Item 1.01. Entry into a Material Definitive Agreement

On September 15, 2014, Actua Holdings, Inc. (“Actua Holdings”), a wholly-owned subsidiary of Actua Corporation (“Actua”), announced that it entered into an Agreement and Plan of Merger to acquire Folio Dynamics Inc. (“FolioDynamix”) (such agreement, the “Original Merger Agreement”). On November 3, 2014, the parties to the Original Merger Agreement entered into an amendment and restatement of the Original Merger Agreement (the “Amended Merger Agreement”) to, among other things, modify (1) certain mechanics in connection with the payment of the transaction consideration and (2) the form of equity interests being exchanged and received by the members of FolioDynamix management in the transaction.
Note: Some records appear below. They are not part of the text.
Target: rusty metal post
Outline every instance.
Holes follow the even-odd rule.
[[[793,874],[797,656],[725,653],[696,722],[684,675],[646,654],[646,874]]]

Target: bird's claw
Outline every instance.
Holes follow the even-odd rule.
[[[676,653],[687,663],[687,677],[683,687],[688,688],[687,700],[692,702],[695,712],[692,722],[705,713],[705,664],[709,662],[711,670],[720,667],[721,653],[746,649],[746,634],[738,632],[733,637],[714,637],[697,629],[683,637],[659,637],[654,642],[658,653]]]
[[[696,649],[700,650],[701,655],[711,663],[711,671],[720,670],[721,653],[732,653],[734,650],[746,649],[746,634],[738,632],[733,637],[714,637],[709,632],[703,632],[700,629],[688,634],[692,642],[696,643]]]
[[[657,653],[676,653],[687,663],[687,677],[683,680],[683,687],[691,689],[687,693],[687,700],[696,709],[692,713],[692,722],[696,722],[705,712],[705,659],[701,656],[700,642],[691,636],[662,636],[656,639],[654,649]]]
The foregoing description contains only a summary of certain terms of the Amended Merger Agreement and is qualified in its entirety by reference to the Amended Merger Agreement, which is filed as Exhibit 2.1 hereto and is incorporated herein by reference.

 

Item 2.01. Completion of Acquisition or Disposition of Assets

On September 15, 2014, Actua announced its pending acquisition of FolioDynamix under the Original Merger Agreement. On November 3, 2014, Actua executed the Amended Merger Agreement and consummated its acquisition of 100% of the outstanding stock of FolioDynamix for approximately $201 million in cash.

 

Item 9.01. Financial Statements and Exhibits

 

(a) Financial Statements of Business Acquired.
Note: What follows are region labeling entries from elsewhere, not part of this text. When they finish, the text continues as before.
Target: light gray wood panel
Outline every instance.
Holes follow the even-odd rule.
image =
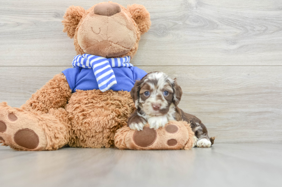
[[[0,66],[68,66],[76,53],[61,22],[72,5],[100,1],[0,2]],[[143,0],[152,26],[136,65],[281,65],[280,0]]]
[[[218,144],[190,150],[0,147],[5,187],[280,187],[282,144]]]
[[[69,66],[0,67],[0,102],[19,107]],[[221,142],[282,142],[282,66],[140,66],[176,77],[179,106]]]

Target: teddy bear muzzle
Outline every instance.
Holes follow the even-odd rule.
[[[97,5],[94,8],[94,14],[101,16],[112,16],[120,12],[121,8],[117,4],[105,3]]]
[[[81,21],[77,41],[85,53],[119,56],[130,51],[136,42],[134,21],[117,4],[97,5]]]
In accordance with Item 9.01(a)(4) of Form 8-K, the financial statements required by Item 9.01(a) of Form 8-K will be filed by amendment to this Current Report on Form 8-K not later than 71 calendar days from the required filing date for this Current Report on Form 8-K.

 

(b) Pro Forma Financial Information.

In accordance with Item 9.01(b)(2) of Form 8-K, the pro forma financial statements required by Item 9.01(b) of Form 8-K will be furnished by amendment to this Current Report on Form 8-K not later than 71 calendar days from the required filing date for this Current Report on Form 8-K.

 

(d) Exhibits.

The following exhibits are filed herewith:

 

Exhibit
No.

  

Description

2.1    Amended and Restated Agreement and Plan of Merger, dated as of November 3, 2014, by and among Folio Dynamics Inc., Folio Dynamics Holdings, Inc., Folio Dynamics Acquisition Corp., ABS Capital Partners VI, L.P. and Edison Partners Escrow Fund, LLC, acting jointly as the Holders’ Representative, and Actua Holdings, Inc., as the Guarantor.


SIGNATURE

Pursuant to the requirements of the Securities Exchange Act of 1934, the registrant has duly caused this report to be signed on its behalf by the undersigned, thereunto duly authorized.

 

      ACTUA CORPORATION
Date: November 3, 2014     By:  

/s/ Suzanne L. Niemeyer

    Name:   Suzanne L. Niemeyer
    Title:   Managing Director, General Counsel and Secretary


EXHIBIT INDEX

 

Exhibit
No.

  

Description

2.1    Amended and Restated Agreement and Plan of Merger, dated as of November 3, 2014, by and among Folio Dynamics Inc., Folio Dynamics Holdings, Inc., Folio Dynamics Acquisition Corp., ABS Capital Partners VI, L.P. and Edison Partners Escrow Fund, LLC, acting jointly as the Holders’ Representative, and Actua Holdings, Inc., as the Guarantor.